« Journal d’un prisonnier » : le livre bouée de sauvetage de Nicolas Sarkozy
Un mois après sa sortie de prison dans l’affaire libyenne, Nicolas Sarkozy publie Journal d’un prisonnier chez Fayard. Un récit qui n’apprend rien, mais qui remet l’ancien président au centre du jeu médiatique. Et cela semble bien être son objectif.
Un mois à peine après avoir quitté sa cellule, Nicolas Sarkozy revient déjà sur le devant de la scène. Avec Journal d’un prisonnier, un livre écrit en quelques jours, l’ancien chef de l’État entend raconter ses trois semaines de détention. Mais le lecteur qui espère des révélations risque de rester sur sa faim. L’ouvrage ne dit rien de neuf. Il n’apporte aucune information supplémentaire sur l’affaire libyenne. Il offre surtout à Sarkozy une nouvelle visibilité, comme une bouée lancée à un homme politique en perte de vitesse.
L’ancien président ressasse ses critiques contre les magistrats.

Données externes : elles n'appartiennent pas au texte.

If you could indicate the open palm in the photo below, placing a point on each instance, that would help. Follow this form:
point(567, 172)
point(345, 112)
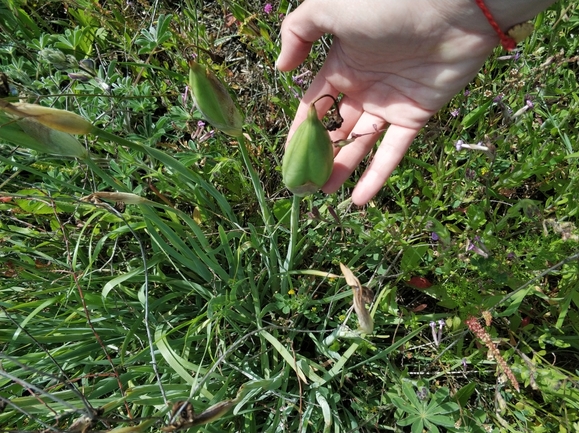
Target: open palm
point(396, 63)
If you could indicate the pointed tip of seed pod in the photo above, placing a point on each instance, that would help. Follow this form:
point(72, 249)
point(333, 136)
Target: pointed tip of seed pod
point(60, 120)
point(214, 101)
point(52, 141)
point(309, 158)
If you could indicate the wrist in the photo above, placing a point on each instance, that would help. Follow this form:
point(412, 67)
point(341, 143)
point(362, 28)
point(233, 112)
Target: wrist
point(467, 15)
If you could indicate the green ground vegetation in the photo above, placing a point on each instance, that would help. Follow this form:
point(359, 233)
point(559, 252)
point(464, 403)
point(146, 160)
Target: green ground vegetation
point(223, 289)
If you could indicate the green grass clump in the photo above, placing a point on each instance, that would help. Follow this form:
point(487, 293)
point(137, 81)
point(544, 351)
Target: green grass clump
point(220, 288)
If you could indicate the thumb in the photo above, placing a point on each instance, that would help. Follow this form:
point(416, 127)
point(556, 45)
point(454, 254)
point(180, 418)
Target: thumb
point(298, 33)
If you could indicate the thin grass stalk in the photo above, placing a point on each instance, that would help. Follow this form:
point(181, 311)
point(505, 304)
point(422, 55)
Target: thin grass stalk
point(294, 234)
point(266, 214)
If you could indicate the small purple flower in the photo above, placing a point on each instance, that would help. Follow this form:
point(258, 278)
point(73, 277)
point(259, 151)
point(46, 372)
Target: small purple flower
point(298, 79)
point(434, 333)
point(470, 174)
point(477, 247)
point(185, 94)
point(439, 335)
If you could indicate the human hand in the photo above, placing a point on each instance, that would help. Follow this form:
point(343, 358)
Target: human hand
point(395, 62)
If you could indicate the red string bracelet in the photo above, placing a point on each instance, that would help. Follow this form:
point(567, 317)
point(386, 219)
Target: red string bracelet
point(507, 42)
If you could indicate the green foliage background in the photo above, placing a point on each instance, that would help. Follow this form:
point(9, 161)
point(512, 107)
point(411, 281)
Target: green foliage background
point(224, 285)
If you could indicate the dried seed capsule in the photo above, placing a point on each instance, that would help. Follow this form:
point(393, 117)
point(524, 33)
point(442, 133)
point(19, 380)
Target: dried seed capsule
point(309, 157)
point(214, 101)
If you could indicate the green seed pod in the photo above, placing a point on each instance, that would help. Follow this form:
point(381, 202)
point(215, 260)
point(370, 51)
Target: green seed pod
point(309, 157)
point(51, 140)
point(214, 101)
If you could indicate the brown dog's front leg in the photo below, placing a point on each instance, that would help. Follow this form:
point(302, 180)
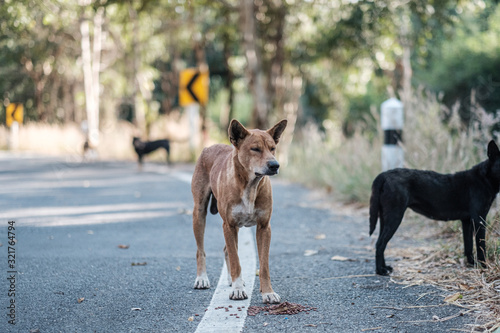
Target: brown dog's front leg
point(231, 237)
point(263, 235)
point(199, 215)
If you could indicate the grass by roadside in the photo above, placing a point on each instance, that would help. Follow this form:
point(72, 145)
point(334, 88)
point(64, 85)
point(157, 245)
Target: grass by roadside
point(435, 139)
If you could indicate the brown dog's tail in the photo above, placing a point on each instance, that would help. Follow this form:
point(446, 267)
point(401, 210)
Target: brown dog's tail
point(213, 204)
point(375, 202)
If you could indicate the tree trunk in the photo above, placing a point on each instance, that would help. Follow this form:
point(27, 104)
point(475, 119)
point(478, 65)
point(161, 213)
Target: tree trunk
point(91, 66)
point(139, 111)
point(254, 71)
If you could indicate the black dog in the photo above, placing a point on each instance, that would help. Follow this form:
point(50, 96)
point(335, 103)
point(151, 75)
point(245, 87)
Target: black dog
point(465, 196)
point(145, 147)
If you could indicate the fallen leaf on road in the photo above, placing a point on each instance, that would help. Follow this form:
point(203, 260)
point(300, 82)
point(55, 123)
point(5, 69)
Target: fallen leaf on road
point(139, 263)
point(308, 253)
point(340, 258)
point(452, 298)
point(464, 286)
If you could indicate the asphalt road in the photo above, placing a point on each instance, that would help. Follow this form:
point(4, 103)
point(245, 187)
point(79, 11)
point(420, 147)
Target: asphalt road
point(70, 274)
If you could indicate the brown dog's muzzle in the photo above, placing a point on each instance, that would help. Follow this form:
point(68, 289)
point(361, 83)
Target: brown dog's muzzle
point(272, 167)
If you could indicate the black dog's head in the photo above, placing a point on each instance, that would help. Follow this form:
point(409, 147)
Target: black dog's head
point(494, 160)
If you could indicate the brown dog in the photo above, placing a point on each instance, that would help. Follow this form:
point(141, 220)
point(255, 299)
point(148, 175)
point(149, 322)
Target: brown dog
point(236, 178)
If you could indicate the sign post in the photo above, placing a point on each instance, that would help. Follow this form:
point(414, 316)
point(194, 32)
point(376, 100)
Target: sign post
point(14, 115)
point(193, 92)
point(392, 124)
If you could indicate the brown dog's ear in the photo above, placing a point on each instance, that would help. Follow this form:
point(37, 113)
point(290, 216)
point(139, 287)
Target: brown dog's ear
point(237, 132)
point(493, 151)
point(277, 130)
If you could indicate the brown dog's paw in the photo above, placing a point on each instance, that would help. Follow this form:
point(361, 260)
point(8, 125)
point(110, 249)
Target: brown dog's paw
point(384, 270)
point(271, 298)
point(202, 282)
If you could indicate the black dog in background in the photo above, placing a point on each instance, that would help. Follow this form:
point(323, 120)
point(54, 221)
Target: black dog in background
point(145, 147)
point(465, 196)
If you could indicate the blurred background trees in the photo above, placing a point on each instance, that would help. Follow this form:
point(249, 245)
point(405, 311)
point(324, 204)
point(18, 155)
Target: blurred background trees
point(327, 62)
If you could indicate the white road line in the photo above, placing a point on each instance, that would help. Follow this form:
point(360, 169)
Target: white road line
point(216, 319)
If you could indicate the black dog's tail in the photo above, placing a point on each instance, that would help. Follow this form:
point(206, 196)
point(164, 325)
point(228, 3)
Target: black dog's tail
point(375, 202)
point(213, 204)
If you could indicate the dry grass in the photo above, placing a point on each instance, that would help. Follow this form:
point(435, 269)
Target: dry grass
point(434, 139)
point(477, 290)
point(115, 139)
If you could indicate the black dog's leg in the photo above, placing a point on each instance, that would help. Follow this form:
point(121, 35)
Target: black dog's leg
point(389, 224)
point(480, 232)
point(467, 231)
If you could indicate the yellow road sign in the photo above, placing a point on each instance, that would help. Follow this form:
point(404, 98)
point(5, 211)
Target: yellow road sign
point(193, 87)
point(14, 112)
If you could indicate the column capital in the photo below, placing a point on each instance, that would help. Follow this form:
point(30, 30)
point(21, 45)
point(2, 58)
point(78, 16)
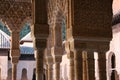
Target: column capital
point(39, 43)
point(56, 51)
point(57, 58)
point(40, 30)
point(49, 60)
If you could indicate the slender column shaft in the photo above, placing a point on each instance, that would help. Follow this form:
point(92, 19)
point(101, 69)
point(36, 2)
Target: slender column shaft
point(14, 52)
point(14, 71)
point(71, 74)
point(39, 65)
point(57, 71)
point(91, 65)
point(102, 66)
point(85, 65)
point(78, 65)
point(50, 75)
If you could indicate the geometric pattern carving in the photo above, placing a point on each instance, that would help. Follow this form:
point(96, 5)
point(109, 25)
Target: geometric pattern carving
point(14, 12)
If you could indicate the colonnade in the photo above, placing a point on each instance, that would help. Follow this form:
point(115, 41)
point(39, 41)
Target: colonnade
point(88, 29)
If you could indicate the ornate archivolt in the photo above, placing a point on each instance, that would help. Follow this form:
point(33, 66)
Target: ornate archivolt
point(14, 12)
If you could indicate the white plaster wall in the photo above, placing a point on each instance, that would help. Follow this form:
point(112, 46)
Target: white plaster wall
point(28, 65)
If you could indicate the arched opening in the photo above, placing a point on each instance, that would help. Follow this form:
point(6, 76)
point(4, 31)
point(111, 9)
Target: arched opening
point(24, 74)
point(9, 74)
point(34, 74)
point(25, 30)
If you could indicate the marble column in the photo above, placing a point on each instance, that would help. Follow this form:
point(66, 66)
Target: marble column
point(57, 71)
point(39, 63)
point(85, 65)
point(50, 71)
point(78, 64)
point(102, 65)
point(91, 64)
point(71, 65)
point(57, 48)
point(14, 52)
point(49, 62)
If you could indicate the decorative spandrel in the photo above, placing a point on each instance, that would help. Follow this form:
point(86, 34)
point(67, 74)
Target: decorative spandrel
point(14, 12)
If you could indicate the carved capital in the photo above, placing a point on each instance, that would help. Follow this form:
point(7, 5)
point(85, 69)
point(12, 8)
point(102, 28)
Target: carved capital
point(39, 43)
point(40, 31)
point(57, 58)
point(56, 51)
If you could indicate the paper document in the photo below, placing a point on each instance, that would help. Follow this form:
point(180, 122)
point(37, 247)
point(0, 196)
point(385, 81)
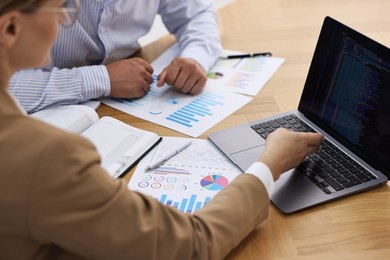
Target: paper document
point(188, 114)
point(245, 75)
point(188, 180)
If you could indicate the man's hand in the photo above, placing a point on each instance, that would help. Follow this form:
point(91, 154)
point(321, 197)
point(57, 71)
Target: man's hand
point(285, 149)
point(185, 75)
point(130, 78)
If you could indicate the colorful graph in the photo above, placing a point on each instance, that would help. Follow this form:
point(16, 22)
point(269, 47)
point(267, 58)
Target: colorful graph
point(186, 205)
point(214, 182)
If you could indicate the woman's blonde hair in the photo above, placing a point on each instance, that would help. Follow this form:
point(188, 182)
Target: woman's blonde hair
point(20, 5)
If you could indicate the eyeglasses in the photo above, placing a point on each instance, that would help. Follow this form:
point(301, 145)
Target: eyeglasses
point(71, 8)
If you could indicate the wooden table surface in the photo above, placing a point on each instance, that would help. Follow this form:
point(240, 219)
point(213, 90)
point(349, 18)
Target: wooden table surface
point(356, 227)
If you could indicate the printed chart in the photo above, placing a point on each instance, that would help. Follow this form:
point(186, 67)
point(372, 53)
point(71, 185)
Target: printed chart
point(187, 181)
point(245, 75)
point(188, 114)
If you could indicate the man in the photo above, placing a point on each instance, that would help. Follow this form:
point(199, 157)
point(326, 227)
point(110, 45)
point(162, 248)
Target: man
point(92, 58)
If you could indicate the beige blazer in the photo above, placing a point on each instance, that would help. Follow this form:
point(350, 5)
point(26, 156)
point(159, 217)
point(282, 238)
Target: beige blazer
point(56, 202)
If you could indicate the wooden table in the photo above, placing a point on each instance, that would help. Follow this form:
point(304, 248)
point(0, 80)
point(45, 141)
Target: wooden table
point(356, 227)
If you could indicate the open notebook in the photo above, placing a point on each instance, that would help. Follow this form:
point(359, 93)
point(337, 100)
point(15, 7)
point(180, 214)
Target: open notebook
point(345, 97)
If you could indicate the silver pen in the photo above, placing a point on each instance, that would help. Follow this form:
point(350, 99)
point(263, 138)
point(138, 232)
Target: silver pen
point(166, 158)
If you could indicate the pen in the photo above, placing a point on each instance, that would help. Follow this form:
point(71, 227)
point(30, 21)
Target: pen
point(247, 55)
point(169, 156)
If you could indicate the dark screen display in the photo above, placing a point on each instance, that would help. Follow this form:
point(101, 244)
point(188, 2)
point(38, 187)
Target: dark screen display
point(348, 92)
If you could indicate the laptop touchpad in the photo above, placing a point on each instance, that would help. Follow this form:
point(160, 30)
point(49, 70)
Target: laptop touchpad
point(245, 158)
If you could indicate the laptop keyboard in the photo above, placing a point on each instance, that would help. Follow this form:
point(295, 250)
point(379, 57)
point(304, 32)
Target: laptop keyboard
point(329, 168)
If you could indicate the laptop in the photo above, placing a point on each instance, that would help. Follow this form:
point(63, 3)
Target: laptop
point(346, 97)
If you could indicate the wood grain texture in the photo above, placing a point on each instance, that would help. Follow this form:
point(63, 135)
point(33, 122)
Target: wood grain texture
point(356, 227)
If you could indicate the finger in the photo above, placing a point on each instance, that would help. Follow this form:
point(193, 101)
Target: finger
point(161, 78)
point(198, 86)
point(148, 78)
point(172, 72)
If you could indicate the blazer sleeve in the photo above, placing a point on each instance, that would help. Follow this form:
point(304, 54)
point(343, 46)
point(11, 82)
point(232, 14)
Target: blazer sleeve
point(78, 207)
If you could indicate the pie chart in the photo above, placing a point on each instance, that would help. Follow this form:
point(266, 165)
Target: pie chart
point(214, 182)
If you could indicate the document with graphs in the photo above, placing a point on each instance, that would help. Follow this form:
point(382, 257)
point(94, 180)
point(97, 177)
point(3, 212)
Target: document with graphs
point(187, 181)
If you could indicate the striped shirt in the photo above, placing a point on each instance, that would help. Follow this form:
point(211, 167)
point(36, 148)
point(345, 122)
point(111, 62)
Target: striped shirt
point(108, 30)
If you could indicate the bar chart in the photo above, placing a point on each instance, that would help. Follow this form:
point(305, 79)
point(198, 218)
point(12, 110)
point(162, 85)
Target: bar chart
point(188, 204)
point(187, 181)
point(188, 114)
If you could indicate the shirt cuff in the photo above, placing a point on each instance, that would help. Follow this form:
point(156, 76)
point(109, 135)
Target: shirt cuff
point(96, 81)
point(263, 173)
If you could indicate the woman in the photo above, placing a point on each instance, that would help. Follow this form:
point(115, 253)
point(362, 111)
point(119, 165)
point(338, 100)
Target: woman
point(57, 202)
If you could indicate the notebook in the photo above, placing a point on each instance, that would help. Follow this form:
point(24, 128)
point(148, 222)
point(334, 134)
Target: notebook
point(346, 97)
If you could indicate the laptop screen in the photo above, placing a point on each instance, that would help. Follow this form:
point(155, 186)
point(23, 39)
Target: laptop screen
point(347, 92)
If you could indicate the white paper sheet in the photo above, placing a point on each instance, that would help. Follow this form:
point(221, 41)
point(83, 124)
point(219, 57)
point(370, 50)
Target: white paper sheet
point(188, 180)
point(188, 114)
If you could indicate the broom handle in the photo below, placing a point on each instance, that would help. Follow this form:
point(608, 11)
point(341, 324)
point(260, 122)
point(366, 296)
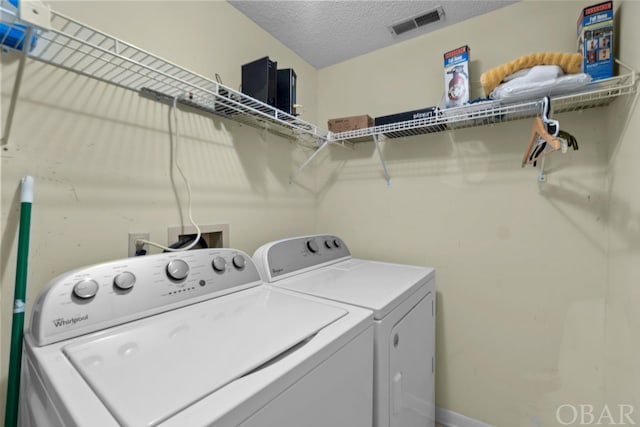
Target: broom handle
point(17, 330)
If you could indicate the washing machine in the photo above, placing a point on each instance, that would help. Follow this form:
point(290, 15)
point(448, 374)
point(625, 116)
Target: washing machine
point(402, 298)
point(192, 339)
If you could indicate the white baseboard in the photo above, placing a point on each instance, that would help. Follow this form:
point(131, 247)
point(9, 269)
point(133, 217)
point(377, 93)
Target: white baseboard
point(452, 419)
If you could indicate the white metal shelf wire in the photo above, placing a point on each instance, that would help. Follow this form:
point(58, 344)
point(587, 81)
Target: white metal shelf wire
point(68, 44)
point(596, 94)
point(73, 46)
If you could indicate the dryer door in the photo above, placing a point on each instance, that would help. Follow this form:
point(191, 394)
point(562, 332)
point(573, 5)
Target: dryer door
point(411, 364)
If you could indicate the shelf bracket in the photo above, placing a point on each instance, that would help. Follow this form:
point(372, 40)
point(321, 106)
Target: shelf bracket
point(309, 160)
point(382, 161)
point(16, 88)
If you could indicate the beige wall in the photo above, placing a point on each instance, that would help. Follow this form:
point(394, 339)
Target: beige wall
point(528, 291)
point(622, 384)
point(100, 155)
point(521, 266)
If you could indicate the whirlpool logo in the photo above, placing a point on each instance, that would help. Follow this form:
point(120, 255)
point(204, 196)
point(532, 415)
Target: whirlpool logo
point(71, 321)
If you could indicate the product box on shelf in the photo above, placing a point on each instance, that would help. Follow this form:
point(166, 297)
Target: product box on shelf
point(456, 76)
point(423, 113)
point(595, 40)
point(344, 124)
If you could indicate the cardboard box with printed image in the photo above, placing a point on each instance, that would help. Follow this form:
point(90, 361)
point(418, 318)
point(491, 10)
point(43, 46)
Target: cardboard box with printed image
point(595, 40)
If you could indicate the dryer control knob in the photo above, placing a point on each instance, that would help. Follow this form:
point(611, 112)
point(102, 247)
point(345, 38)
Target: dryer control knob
point(312, 246)
point(124, 280)
point(177, 269)
point(219, 264)
point(85, 289)
point(238, 262)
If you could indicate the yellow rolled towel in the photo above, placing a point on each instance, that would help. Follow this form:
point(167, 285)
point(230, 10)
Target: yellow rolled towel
point(571, 63)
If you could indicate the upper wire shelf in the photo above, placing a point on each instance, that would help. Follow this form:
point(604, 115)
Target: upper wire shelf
point(596, 94)
point(73, 46)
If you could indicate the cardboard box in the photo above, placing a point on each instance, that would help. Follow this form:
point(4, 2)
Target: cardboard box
point(595, 40)
point(344, 124)
point(456, 77)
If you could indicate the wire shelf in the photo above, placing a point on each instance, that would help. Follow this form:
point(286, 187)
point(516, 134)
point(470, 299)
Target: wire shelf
point(73, 46)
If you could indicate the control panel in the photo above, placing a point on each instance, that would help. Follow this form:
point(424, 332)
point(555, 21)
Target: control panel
point(93, 298)
point(279, 259)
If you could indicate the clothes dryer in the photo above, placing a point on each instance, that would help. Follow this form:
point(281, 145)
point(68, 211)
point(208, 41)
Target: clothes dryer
point(402, 298)
point(192, 339)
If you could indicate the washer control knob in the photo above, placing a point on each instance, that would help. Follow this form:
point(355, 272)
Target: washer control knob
point(177, 269)
point(124, 280)
point(219, 264)
point(312, 246)
point(238, 262)
point(85, 289)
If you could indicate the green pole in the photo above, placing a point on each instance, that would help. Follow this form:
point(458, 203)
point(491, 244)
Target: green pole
point(17, 329)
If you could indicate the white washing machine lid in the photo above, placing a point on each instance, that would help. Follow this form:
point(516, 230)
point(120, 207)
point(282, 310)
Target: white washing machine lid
point(149, 370)
point(378, 286)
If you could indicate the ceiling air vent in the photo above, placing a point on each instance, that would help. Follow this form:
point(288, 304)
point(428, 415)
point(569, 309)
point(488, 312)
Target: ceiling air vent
point(418, 21)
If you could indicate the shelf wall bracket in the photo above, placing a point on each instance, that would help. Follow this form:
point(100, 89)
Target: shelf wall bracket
point(16, 89)
point(382, 161)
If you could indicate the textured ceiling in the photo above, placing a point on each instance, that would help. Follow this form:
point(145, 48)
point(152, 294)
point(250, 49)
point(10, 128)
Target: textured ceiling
point(325, 32)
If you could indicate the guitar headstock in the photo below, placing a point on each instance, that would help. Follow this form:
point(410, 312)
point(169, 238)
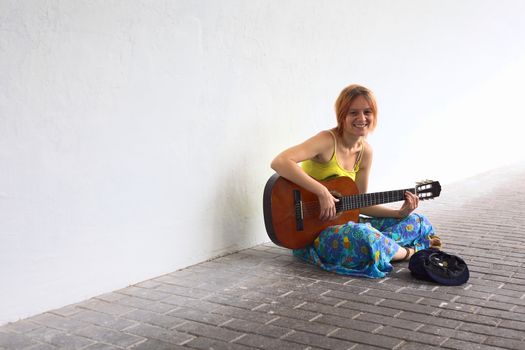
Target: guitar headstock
point(428, 189)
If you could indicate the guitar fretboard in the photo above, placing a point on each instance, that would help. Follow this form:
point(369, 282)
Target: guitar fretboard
point(370, 199)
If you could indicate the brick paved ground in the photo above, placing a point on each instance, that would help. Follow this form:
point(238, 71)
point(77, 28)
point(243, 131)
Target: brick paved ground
point(262, 298)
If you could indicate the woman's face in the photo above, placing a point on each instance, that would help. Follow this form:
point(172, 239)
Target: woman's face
point(359, 117)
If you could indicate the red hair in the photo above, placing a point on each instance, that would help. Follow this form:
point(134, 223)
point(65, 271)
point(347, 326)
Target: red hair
point(345, 99)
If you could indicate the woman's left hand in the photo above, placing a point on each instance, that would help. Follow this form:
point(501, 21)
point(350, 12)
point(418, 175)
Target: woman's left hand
point(410, 204)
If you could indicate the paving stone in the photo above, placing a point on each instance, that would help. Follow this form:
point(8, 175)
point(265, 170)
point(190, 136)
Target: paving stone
point(109, 336)
point(506, 343)
point(208, 344)
point(102, 319)
point(144, 293)
point(367, 338)
point(267, 343)
point(199, 316)
point(243, 314)
point(323, 343)
point(44, 347)
point(314, 327)
point(244, 326)
point(106, 307)
point(60, 339)
point(101, 346)
point(153, 318)
point(411, 335)
point(11, 340)
point(463, 345)
point(22, 326)
point(201, 329)
point(59, 322)
point(154, 344)
point(144, 330)
point(388, 321)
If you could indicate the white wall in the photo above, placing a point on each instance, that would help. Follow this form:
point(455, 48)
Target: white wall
point(136, 136)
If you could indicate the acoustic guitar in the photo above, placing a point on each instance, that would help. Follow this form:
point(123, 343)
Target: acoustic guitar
point(291, 213)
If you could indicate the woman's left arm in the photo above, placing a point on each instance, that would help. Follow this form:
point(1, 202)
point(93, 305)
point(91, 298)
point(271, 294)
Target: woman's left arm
point(411, 200)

Il assure même qu’on lui reprocherait « de ne pas être de gauche », une phrase qui laisse perplexe. Il attaque aussi Mediapart, à l’origine des enquêtes sur le financement libyen de sa campagne. Rien de très surprenant. On retrouve ici les thèmes qu’il martèle depuis des années, sans nuance, sans distance.
Sarkozy se plaint par ailleurs de ses conditions de détention. Il évoque la solitude, les fouilles, l’absence d’intimité. Il parle des autres détenus, presque comme s’il découvrait un univers dont les Français savent pourtant déjà l’essentiel : la prison abîme, parfois brutalement, la dignité de ceux qui y vivent. La vraie punition, au-delà de la privation de liberté, est là. Cette description, que des associations répètent depuis longtemps, n’apprend rien non plus.
Une opération politique plus que littéraire
La fin du livre tourne clairement le regard vers son camp politique. Sarkozy appelle à une alliance de « toutes les droites ». Le message n’est pas subtil : il s’agit d’un clin d’œil appuyé au Rassemblement national. Une manière de dire qu’il reste un acteur, qu’il compte encore peser, même s’il ne dit jamais jusqu’où il serait prêt à aller.
Depuis samedi, c’est « le week-end Sarkozy ». Toutes les chaînes d’information en continu mettent le livre en Une. Les plateaux débordent de journalistes, de commentateurs, de politologues, tous invités à donner leur avis. Et tous répètent à peu près la même chose : le livre ne révèle rien, mais sa sortie est un événement en soi. On salue la rapidité d’écriture, on applaudit le « témoignage », on interroge ses intentions. Résultat : Sarkozy occupe l’espace, exactement comme il le souhaitait.
Dans le monde politique, en revanche, le silence domine. À droite, les réactions sont rares. Comme si chacun voulait simplement laisser passer l’orage, éviter d’alimenter une polémique qui pourrait de nouveau embarrasser, à l’approche d’échéances électorales déjà tendues. On se résigne. On attend que le bruit retombe. On espère refermer au plus vite ce chapitre qui dérange.
Reste une certitude : Journal d’un prisonnier, en librairie le 10 décembre, n’aura pas marqué l’histoire de l’édition. Mais il aura offert à Nicolas Sarkozy exactement ce dont il avait besoin : une présence, une lumière, une respiration. Une manière de prouver qu’il est encore là – même si personne ne sait vraiment pour dire quoi.